The Bill no doubt touches a vast number of points in which Members will be 1499 interested. It is the sort of Bill which in the old days, in happier times, would, I believe, have gone upstairs. It is a Bill full of practical suggestions which can only be explained with great difficulty unless you explain them across a table; but we have in the present circumstances to bring it before this House, and my great argument in favour of this proposal is that every suggestion that is made here is a practical suggestion to meet practical difficulties. The practical suggestions as well as the difficulties we are trying to face in the proposal which we are now making. They will, we believe, facilitate in a great degree the work of drainage in this country without disturbing the existing drainage authorities, and at the same time without in any way attempting to anticipate the far larger measures for dealing with the waterways of this country in their broader aspects which must come some time or other.

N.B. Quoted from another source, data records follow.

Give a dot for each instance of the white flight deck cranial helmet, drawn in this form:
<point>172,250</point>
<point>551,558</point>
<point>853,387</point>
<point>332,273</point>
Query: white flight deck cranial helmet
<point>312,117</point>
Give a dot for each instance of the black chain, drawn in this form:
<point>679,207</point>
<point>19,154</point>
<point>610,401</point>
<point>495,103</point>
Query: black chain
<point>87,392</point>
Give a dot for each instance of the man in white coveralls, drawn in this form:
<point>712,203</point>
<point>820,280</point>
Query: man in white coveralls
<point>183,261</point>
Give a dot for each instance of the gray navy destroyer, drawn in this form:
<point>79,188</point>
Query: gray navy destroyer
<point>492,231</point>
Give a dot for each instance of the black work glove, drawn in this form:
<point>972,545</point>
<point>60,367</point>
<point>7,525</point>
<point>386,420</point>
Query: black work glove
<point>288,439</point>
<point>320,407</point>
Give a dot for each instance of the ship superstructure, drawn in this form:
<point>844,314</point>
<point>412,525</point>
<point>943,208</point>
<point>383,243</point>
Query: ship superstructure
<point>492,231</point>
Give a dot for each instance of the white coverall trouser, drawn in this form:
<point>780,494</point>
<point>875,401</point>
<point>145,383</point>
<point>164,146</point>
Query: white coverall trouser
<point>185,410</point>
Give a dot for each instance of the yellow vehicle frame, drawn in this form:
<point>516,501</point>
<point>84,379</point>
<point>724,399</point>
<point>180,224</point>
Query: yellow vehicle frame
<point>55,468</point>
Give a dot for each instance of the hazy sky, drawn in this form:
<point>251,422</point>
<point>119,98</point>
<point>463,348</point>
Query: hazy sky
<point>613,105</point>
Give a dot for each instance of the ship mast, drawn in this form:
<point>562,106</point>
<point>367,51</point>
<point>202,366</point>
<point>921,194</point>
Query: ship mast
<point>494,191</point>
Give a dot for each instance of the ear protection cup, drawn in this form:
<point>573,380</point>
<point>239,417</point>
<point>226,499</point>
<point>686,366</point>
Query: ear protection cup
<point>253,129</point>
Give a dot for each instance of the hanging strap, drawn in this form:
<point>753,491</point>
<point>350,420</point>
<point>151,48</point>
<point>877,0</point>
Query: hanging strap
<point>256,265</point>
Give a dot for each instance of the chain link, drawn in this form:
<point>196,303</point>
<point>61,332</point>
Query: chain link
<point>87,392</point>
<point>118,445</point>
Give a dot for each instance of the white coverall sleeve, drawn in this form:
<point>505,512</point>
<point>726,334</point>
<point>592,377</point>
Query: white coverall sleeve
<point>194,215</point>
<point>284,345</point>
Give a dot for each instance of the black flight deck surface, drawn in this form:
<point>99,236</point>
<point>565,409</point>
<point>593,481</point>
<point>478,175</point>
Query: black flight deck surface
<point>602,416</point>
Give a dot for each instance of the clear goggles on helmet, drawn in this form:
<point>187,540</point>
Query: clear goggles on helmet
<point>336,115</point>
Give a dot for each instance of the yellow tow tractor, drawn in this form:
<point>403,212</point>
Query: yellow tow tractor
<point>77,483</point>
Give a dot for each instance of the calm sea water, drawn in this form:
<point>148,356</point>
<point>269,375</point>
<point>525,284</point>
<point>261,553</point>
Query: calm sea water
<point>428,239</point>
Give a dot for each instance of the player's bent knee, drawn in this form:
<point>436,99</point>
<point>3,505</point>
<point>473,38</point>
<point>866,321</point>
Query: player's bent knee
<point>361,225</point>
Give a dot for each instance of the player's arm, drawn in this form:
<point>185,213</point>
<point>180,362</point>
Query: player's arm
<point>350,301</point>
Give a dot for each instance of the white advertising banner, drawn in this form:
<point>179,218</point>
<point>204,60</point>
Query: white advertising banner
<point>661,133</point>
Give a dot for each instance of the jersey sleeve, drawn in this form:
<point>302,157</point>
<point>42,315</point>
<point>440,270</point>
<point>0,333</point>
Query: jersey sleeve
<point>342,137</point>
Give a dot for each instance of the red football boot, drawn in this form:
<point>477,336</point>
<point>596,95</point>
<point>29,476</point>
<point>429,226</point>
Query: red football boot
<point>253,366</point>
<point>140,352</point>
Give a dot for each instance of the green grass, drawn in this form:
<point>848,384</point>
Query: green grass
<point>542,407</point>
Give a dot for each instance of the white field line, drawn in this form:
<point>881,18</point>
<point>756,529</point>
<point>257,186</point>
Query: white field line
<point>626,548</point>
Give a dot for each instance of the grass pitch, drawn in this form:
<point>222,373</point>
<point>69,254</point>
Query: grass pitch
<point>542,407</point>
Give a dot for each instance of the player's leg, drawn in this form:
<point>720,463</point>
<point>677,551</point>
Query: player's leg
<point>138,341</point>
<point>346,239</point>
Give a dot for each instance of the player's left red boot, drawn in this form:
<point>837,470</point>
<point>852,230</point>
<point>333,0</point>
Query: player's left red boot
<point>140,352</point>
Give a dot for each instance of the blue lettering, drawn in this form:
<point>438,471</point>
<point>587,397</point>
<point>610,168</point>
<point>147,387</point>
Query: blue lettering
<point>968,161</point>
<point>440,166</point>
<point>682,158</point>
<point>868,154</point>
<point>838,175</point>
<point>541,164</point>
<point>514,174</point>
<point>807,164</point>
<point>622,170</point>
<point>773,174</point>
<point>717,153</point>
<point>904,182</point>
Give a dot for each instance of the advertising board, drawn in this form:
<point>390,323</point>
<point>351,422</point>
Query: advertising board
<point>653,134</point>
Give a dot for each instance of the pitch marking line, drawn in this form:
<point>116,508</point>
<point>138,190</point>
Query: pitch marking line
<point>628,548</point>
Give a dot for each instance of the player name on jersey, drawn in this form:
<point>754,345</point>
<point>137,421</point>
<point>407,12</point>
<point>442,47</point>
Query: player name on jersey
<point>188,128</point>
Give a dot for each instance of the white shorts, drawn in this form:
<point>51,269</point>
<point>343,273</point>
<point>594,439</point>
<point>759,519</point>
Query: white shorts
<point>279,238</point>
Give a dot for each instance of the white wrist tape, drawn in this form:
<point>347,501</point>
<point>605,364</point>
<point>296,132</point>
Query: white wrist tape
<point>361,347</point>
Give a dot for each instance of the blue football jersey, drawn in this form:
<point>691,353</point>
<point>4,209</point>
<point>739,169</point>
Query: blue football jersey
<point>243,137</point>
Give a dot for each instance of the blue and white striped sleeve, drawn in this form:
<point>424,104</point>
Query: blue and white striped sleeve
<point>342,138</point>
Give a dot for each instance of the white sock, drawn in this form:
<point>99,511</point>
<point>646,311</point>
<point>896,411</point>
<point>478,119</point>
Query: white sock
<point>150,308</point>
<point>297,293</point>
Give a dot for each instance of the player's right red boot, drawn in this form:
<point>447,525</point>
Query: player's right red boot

This Bill is confined to treating the rivers as the natural drains which convey the water off the land. It follows the old principles of the Drainage Acts except as regards Clause 12 to which I have drawn particular attention, and I hope that it will so far commend itself to the judgment of the House that they will give it a Second Reading. It is a measure which is designed to meet a real need which was never more urgent than it is to-day.
§ Major LANE-FOX
I wish to thank the right hon. Gentleman for having brought in the Bill to the extent to which it goes, but I regret that, as he says, it is not a heroic measure. I wish it were. Of course, I understand the difficulties he is up against. He has a good many interests to conciliate and a good many interests which may clash, but I do regret that this Bill seems not only to perpetuate but to increase the number of small local bodies, which, to my mind, have been the curse and ruin of our drainage throughout the country. This Bill, though it sets up many new small drainage authorities, does give power to the Board to act in default and to delegate its powers to bigger bodies, such as the county council, and that all involves delay. I regret very much that the right hon. Gentleman has not been able to set up some permanent broad system by which there should be some definite county official permanently there dealing regularly with the problems as they arise and dealing with any neglect he may discover. There are many counties where the 1500 problem is small. In those cases these powers could be handed over to the county surveyor or any other county official it is desired to give them to; but in many counties it will involve the whole-time work of one man to deal regularly and consecutively with all the problems arising out of drainage. If we had had that we should have been saved the trouble which is arising now which is due to the constant neglect of many years. In many districts the admirable work done by our forefathers and the splendid work done by the old Dutchmen in the Eastern Counties has been absolutely ruined by sheer neglect.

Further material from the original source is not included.